ADR-23 — Diagnostic triage command (`rigor triage`)

Status: Accepted, 2026-05-20; slices 1+2+3+4 implemented in v0.1.9.

lib/rigor/triage/ carries the catalogue; rigor triage is a production subcommand. Plugin-contributed recognisers (WD2 extension point) remain deferred. Records the design of a check-derived subcommand that summarises a project’s diagnostic stream — rule-ID distribution, per-file hotspots, and heuristic “why” hints. Companion to ADR-22: ADR-22 records what is there today (the baseline); ADR-23 explains what it means and what to do next.

Context

The five-project survey (docs/notes/20260519-oss-library-survey.md) and a follow-up Mastodon measurement (1303 files) showed that a mature codebase’s first rigor check is dominated by a few large diagnostic clusters whose cause is structural, not a scatter of unrelated bugs:

Mastodon, default config: 488 diagnostics. ~73 % were call.undefined-method for ActiveSupport core_ext selectors (3.days, 5.minutes, "x".squish, Time.current, …) — pure config gaps, fixed by wiring the rigor-activesupport-core-ext RBS bundle. With that bundle: 488 → 88 (−82 %).
The residual 88 were themselves clustered: ~55 nil-receiver diagnostics on ActiveRecord associations, ~13 AR query methods misinferred on Array[String], a tail of RBS-coverage gaps.

The operational lesson: the raw diagnostic list is the wrong first artefact for a newcomer. A 488-line dump reads as 488 problems; the useful reading is “≈360 of these say one thing — enable one RBS bundle”. ADR-22 addresses the adoption half (snapshot the residue as a baseline, surface only regressions).

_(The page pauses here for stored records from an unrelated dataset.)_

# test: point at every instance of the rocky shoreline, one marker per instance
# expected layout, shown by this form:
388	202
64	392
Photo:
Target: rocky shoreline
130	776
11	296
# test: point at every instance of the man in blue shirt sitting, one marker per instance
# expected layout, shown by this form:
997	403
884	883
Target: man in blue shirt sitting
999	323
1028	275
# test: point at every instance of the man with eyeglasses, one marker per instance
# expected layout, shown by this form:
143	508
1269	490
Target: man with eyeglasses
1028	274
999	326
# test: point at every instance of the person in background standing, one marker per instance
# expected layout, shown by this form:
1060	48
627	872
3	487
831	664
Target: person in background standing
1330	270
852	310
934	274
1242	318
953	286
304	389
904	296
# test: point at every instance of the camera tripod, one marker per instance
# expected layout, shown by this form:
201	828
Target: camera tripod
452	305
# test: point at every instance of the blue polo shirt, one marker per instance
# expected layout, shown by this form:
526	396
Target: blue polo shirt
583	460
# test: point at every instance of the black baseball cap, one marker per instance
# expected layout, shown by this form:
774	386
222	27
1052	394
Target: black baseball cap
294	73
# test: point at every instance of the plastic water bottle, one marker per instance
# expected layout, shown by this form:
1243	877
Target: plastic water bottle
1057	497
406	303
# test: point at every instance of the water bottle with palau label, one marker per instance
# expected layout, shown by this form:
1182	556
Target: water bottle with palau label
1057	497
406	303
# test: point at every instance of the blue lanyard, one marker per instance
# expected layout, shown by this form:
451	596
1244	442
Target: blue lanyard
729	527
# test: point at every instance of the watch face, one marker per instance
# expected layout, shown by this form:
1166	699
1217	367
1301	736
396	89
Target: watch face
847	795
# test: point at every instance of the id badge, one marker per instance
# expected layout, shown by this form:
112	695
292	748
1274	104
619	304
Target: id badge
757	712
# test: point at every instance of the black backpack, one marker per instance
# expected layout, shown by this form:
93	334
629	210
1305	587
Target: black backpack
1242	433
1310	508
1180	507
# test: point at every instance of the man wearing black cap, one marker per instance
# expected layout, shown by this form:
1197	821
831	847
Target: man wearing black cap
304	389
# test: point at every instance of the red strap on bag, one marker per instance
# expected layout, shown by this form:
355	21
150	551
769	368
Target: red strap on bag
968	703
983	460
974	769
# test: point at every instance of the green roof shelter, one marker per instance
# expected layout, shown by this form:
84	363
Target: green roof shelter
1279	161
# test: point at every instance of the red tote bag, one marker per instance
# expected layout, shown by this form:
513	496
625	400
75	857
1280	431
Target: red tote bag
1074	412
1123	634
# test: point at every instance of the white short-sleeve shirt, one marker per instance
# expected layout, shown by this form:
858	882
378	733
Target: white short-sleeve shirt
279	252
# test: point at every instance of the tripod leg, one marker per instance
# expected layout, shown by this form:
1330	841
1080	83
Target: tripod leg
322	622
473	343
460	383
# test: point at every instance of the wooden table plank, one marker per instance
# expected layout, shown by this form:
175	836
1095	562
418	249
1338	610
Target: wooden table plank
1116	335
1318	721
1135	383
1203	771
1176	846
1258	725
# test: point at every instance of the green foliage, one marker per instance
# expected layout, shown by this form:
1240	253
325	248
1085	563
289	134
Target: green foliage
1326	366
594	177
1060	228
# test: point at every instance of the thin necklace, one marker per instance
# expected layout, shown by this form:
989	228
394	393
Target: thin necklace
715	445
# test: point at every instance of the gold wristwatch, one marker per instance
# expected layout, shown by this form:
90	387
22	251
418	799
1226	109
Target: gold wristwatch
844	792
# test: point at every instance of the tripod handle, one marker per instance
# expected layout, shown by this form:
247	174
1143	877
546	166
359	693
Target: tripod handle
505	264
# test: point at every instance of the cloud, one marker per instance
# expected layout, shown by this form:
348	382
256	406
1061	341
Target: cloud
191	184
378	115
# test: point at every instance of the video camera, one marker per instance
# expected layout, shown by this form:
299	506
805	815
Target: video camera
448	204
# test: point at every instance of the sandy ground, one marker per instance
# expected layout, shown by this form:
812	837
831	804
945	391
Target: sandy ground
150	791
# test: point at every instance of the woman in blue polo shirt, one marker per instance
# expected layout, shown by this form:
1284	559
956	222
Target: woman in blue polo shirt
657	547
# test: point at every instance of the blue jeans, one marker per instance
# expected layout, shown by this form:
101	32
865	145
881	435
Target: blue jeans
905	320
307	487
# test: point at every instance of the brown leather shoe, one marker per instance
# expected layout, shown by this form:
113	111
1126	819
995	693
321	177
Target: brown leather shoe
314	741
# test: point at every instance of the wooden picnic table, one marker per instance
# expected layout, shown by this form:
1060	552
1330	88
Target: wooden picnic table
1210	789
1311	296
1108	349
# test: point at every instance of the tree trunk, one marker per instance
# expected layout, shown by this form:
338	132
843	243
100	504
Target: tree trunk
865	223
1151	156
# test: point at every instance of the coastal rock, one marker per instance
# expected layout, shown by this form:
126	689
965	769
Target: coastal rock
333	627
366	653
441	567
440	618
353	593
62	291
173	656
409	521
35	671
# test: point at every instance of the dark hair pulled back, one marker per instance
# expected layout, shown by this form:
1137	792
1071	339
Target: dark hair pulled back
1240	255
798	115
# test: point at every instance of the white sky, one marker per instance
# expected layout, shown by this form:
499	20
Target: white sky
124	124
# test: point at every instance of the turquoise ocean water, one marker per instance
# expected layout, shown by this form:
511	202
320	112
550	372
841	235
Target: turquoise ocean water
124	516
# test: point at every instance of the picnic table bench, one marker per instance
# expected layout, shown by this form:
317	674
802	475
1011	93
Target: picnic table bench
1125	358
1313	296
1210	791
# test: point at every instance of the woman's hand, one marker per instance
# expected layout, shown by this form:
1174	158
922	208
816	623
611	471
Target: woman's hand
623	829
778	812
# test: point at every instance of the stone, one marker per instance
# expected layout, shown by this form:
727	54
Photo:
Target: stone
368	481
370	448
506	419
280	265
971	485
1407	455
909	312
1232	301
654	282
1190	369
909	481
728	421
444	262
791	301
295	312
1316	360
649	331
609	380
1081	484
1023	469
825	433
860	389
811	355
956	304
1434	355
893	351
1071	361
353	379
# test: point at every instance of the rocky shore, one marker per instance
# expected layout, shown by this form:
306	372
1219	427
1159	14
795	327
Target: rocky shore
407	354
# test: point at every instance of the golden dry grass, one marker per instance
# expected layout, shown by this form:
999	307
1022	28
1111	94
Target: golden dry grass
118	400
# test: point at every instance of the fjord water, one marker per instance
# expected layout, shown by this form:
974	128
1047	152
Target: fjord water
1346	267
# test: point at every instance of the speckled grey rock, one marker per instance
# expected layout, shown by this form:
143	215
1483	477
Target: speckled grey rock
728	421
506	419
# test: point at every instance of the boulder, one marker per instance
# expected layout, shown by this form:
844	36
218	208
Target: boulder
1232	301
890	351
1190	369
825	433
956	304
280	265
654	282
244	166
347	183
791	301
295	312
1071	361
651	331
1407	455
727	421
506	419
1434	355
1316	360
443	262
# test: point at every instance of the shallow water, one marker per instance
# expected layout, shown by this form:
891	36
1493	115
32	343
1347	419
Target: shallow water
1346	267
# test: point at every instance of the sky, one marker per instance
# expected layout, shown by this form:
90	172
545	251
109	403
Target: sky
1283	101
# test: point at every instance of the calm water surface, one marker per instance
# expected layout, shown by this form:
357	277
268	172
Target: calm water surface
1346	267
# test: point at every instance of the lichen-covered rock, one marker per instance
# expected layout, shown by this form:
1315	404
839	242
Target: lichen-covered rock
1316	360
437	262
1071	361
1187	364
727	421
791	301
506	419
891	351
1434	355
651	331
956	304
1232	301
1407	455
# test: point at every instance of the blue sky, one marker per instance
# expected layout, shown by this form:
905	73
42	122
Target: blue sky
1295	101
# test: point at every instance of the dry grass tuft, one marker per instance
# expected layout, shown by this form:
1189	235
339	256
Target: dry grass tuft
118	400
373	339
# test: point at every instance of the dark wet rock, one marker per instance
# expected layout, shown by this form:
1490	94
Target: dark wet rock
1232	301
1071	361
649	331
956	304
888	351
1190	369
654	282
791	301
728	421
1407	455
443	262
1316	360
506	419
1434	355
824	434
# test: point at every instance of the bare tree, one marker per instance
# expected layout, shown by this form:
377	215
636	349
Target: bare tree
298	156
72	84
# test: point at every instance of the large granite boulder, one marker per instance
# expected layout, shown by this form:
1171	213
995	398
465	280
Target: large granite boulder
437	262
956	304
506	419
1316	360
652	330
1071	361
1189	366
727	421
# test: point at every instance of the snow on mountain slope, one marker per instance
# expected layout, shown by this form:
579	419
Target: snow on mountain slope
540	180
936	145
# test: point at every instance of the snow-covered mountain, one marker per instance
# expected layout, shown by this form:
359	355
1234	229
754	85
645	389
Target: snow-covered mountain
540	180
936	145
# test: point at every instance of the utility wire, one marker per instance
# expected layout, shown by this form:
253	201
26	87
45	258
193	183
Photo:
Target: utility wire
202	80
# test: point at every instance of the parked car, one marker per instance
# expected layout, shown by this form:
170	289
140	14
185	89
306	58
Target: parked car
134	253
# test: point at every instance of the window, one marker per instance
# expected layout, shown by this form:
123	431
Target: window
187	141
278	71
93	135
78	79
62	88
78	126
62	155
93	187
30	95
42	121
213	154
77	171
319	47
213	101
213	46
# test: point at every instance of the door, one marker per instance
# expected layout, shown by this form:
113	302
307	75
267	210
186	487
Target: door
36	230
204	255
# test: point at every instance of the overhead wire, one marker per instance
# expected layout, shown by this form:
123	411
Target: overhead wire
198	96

It does not address the diagnosis half — telling the user which clusters are config gaps, which are likely project monkey-patches, which are RBS-coverage holes, and which are the genuine localised bugs worth fixing first.

ADR-22’s rigor-project-init SKILL phase 7 (“count diagnostics per rule, suggest rules small enough to fix interactively”) and rigor-baseline-reduce phase 1 (“group by rule, sort by count”) do this triage today — but ad hoc, as LLM-side counting over the raw stream. That is non-deterministic, untestable, and re-derived on every SKILL invocation. The data layer should be a deterministic, spec-covered command the SKILLs call.

Decision

Add rigor triage — a check-derived subcommand. It runs the same analysis as rigor check, then, instead of the raw per-line diagnostic stream, emits a three-section report:

Rule-ID distribution — project-wide histogram of diagnostics per rule, split by severity.
Hotspot files — files carrying the most (and most concentrated) diagnostics, with their per-rule breakdown.
Heuristic hints — pattern recognisers over the diagnostic stream that name a likely cause and a suggested action for each large cluster (see § “Heuristic catalogue”).

--format json emits the same content machine-readably for the ADR-22 SKILLs and other tooling. The command is read-only and advisory — it never edits .rigor.yml, never writes a baseline; acting on its output is the user’s (or a SKILL’s) decision.

Working decisions

WD1 — A subcommand, not a `rigor check` flag

rigor triage, parallel to check / baseline / lsp / sig-gen — not rigor check --triage.

The triage report and the raw diagnostic stream are alternative views, not additive. A --triage flag appended to check would still print the 488-line dump the report exists to replace.
rigor check already spends --explain (fallback diagnostics) and --stats (RunStats: file/RBS-class counts). A third overloaded flag muddies a crowded surface.
Discoverability: rigor --help listing triage alongside check advertises the onboarding path. A buried flag does not.
The ADR-22 SKILLs invoke a named subcommand with a stable --format json contract; that is cleaner than parsing a check sub-section.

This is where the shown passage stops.